Какое значение имели такие вещи для Кленка? Вот он сидит, этот субъект с удлиненной головой, с огромными лапами, украшенными длиннейшими ногтями. Для него, разумеется, недостаточно хорошо обыкновенное тирольское вино, он, видите ли, должен лакать дорогое бутылочное! Для него и процесс Крюгера, наверно, только новый забавный фокус. Этот легкомысленный человек даже и понять не способен, что обезврежение такого субъекта, как Крюгер, можно считать столь же важным делом, как излечение мокнущего лишая.
Ведь обвиняемый по этому процессу доктор Мартин Крюгер - продукт ужасной послевоенной эпохи.
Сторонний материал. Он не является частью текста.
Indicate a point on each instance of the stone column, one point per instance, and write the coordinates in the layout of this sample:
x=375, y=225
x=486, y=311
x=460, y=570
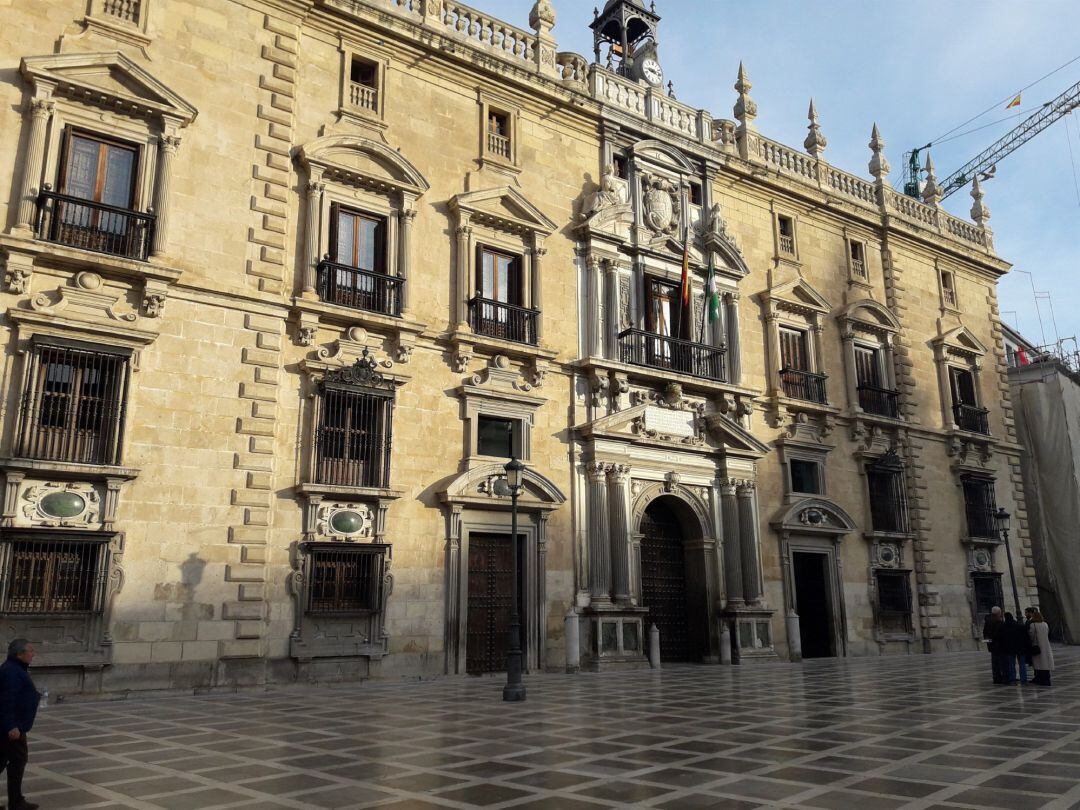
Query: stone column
x=731, y=323
x=747, y=538
x=167, y=145
x=41, y=110
x=619, y=527
x=315, y=188
x=599, y=545
x=732, y=548
x=405, y=217
x=464, y=287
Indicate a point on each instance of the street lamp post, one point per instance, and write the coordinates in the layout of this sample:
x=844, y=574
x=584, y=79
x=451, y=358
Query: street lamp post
x=514, y=690
x=1001, y=517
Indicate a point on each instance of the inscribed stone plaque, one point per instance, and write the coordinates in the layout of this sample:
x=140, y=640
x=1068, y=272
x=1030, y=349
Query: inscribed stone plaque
x=669, y=422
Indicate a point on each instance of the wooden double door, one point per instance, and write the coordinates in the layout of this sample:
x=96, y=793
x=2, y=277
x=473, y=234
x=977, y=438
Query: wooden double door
x=490, y=580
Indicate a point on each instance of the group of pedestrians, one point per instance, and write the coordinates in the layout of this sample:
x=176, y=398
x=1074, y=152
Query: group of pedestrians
x=1015, y=646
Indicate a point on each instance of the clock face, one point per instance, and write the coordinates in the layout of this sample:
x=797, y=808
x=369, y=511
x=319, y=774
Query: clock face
x=652, y=72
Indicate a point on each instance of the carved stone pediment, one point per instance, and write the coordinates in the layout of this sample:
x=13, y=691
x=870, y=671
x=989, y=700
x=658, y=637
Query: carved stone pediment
x=110, y=80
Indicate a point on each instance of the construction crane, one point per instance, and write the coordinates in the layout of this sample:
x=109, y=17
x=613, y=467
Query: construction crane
x=985, y=162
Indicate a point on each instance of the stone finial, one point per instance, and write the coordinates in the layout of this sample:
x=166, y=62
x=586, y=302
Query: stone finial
x=745, y=107
x=879, y=164
x=931, y=191
x=542, y=16
x=980, y=214
x=815, y=142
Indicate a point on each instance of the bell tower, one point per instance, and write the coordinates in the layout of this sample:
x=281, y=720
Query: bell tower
x=630, y=31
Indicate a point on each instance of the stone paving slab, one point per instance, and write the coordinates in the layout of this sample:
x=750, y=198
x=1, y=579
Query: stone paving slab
x=920, y=732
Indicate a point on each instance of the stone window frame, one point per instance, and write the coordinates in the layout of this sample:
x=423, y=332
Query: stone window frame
x=61, y=100
x=352, y=51
x=489, y=103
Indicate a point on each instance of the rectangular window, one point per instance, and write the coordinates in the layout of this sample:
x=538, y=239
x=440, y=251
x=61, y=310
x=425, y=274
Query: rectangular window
x=793, y=350
x=498, y=436
x=72, y=405
x=888, y=501
x=894, y=601
x=785, y=226
x=498, y=134
x=345, y=579
x=353, y=437
x=359, y=240
x=51, y=576
x=364, y=84
x=806, y=476
x=979, y=502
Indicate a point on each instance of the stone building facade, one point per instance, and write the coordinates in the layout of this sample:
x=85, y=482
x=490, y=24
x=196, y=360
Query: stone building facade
x=285, y=282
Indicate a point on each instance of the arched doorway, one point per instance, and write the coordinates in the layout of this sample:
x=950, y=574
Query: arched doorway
x=664, y=589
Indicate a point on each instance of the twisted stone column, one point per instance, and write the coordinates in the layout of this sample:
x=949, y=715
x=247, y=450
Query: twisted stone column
x=747, y=538
x=41, y=110
x=167, y=146
x=599, y=544
x=619, y=505
x=732, y=549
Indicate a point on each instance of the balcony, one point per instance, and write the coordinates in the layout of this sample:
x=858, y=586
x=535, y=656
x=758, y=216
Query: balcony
x=805, y=386
x=971, y=419
x=350, y=286
x=363, y=96
x=684, y=356
x=879, y=401
x=92, y=226
x=498, y=145
x=503, y=321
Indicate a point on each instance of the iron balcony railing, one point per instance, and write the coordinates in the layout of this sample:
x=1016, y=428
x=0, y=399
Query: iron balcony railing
x=503, y=321
x=879, y=401
x=806, y=386
x=659, y=351
x=971, y=418
x=365, y=289
x=93, y=226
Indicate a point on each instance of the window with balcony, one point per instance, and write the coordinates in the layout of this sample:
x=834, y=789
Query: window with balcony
x=354, y=272
x=93, y=207
x=785, y=234
x=967, y=414
x=364, y=83
x=875, y=396
x=498, y=436
x=497, y=311
x=894, y=602
x=856, y=255
x=345, y=579
x=805, y=476
x=796, y=378
x=353, y=431
x=979, y=507
x=72, y=405
x=499, y=136
x=52, y=576
x=885, y=482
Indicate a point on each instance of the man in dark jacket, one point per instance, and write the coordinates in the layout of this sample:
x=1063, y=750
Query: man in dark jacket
x=18, y=706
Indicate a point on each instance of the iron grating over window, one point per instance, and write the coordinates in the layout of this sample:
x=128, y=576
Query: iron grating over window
x=52, y=576
x=72, y=406
x=345, y=579
x=355, y=427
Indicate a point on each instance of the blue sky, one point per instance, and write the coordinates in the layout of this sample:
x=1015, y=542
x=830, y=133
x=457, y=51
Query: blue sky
x=917, y=67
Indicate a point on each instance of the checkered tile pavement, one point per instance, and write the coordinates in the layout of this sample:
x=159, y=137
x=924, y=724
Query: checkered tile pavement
x=921, y=732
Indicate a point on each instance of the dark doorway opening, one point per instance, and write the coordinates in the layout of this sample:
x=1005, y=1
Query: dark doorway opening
x=487, y=625
x=664, y=585
x=812, y=601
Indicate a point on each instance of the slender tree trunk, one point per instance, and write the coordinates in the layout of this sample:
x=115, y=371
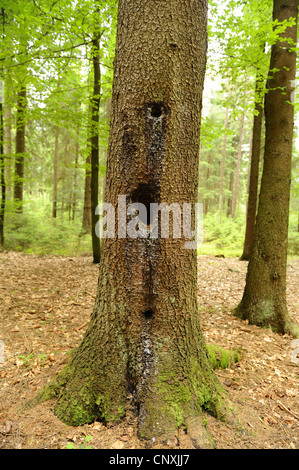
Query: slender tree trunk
x=207, y=199
x=86, y=223
x=55, y=175
x=94, y=180
x=231, y=189
x=239, y=159
x=223, y=158
x=254, y=175
x=2, y=178
x=7, y=147
x=144, y=336
x=20, y=149
x=74, y=198
x=264, y=299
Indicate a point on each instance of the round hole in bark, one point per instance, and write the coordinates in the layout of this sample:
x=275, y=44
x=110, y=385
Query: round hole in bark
x=148, y=314
x=156, y=110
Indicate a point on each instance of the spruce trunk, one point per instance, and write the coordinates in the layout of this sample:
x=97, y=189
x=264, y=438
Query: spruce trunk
x=144, y=338
x=254, y=175
x=20, y=150
x=264, y=299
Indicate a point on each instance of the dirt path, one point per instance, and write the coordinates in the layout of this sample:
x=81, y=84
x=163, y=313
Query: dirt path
x=45, y=306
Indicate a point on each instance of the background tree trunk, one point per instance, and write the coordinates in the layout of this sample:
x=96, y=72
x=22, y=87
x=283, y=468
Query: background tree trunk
x=264, y=300
x=7, y=147
x=20, y=149
x=223, y=158
x=2, y=178
x=94, y=180
x=254, y=175
x=55, y=175
x=144, y=336
x=86, y=222
x=239, y=158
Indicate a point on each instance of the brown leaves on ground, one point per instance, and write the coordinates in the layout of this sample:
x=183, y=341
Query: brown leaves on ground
x=46, y=303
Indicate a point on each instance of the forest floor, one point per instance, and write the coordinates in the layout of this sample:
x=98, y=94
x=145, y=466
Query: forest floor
x=46, y=303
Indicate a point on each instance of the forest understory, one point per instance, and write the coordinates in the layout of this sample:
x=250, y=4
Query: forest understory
x=46, y=303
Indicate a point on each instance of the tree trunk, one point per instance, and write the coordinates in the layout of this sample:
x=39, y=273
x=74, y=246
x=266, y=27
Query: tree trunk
x=20, y=149
x=55, y=176
x=74, y=197
x=7, y=148
x=254, y=175
x=94, y=180
x=86, y=223
x=2, y=178
x=144, y=337
x=264, y=299
x=223, y=159
x=239, y=159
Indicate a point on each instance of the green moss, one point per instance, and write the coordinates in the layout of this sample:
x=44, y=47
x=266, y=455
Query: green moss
x=223, y=358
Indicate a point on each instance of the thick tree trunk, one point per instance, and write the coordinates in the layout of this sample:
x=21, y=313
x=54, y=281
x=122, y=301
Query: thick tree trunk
x=264, y=300
x=144, y=337
x=20, y=149
x=254, y=175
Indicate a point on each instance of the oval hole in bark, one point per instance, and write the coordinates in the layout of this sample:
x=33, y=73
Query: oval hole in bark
x=156, y=110
x=144, y=194
x=148, y=314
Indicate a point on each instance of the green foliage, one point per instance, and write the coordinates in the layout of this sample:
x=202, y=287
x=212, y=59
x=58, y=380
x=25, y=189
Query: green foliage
x=229, y=235
x=83, y=445
x=36, y=233
x=293, y=246
x=32, y=359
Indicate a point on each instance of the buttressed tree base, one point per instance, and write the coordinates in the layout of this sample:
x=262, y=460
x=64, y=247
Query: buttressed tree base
x=144, y=337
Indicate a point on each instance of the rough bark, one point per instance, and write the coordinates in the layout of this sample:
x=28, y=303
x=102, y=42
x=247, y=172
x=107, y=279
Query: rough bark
x=264, y=300
x=144, y=337
x=20, y=149
x=254, y=175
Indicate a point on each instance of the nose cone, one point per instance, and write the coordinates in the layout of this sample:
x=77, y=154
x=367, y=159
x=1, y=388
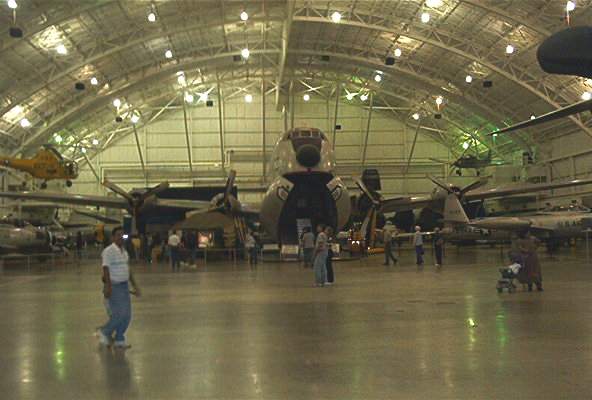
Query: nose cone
x=308, y=156
x=567, y=52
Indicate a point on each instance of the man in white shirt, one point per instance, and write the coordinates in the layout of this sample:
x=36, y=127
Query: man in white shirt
x=173, y=243
x=418, y=242
x=116, y=275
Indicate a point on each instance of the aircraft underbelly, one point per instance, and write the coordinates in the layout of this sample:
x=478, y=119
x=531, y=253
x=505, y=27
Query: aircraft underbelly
x=318, y=198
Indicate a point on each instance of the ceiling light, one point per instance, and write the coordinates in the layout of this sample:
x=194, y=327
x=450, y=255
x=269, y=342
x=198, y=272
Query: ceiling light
x=61, y=49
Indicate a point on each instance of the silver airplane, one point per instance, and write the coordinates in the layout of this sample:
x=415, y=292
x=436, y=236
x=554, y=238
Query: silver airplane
x=304, y=187
x=552, y=226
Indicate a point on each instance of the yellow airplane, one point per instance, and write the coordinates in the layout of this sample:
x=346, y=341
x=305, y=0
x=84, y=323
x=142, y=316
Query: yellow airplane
x=47, y=164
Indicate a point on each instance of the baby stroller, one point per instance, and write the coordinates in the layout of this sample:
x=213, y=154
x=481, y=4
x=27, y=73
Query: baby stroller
x=508, y=276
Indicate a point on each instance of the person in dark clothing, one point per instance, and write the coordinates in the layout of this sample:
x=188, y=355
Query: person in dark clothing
x=79, y=244
x=329, y=262
x=387, y=238
x=190, y=243
x=527, y=245
x=438, y=247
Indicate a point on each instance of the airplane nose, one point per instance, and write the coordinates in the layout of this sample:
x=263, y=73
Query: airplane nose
x=308, y=156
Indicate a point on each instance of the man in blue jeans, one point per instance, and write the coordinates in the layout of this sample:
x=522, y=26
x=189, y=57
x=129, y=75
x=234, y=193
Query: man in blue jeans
x=116, y=275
Заняв свою должность во время революции, он в качестве заместителя директора государственного музея приобрел картины, вызывающие возмущение всех здравомыслящих и преданных церкви людей. От двусмысленной, пахнущей крамолой картины "Иосиф и его братья" удалось избавиться относительно быстро. Но кровожадное, садистское "Распятие" художника Грейдерера и обнаженная женская фигура, производившая особенно бесстыдное впечатление тем, что являлась автопортретом (до какой степени развращенности должна была дойти эта особа, рисовавшая самое себя голой и, словно девка, выставлявшая напоказ свои бедра и грудь!), - эти две картины еще недавно позорили государственную картинную галерею. Его. Франца Флаухера, галерею, за которую он нес ответственность! Министра, когда он вспоминал об обеих картинах, охватывало чувство почти физического отвращения. Виновника всей этой мерзости, Крюгера, Флаухер не выносил, не выносил его изящно очерченных губ гурмана, его серых глаз и густых бровей. Когда однажды ему пришлось пожать Крюгеру руку, - эту теплую, волосатую руку, - своей собственной жесткой, жилистой рукой, он почувствовал нечто вроде изжоги.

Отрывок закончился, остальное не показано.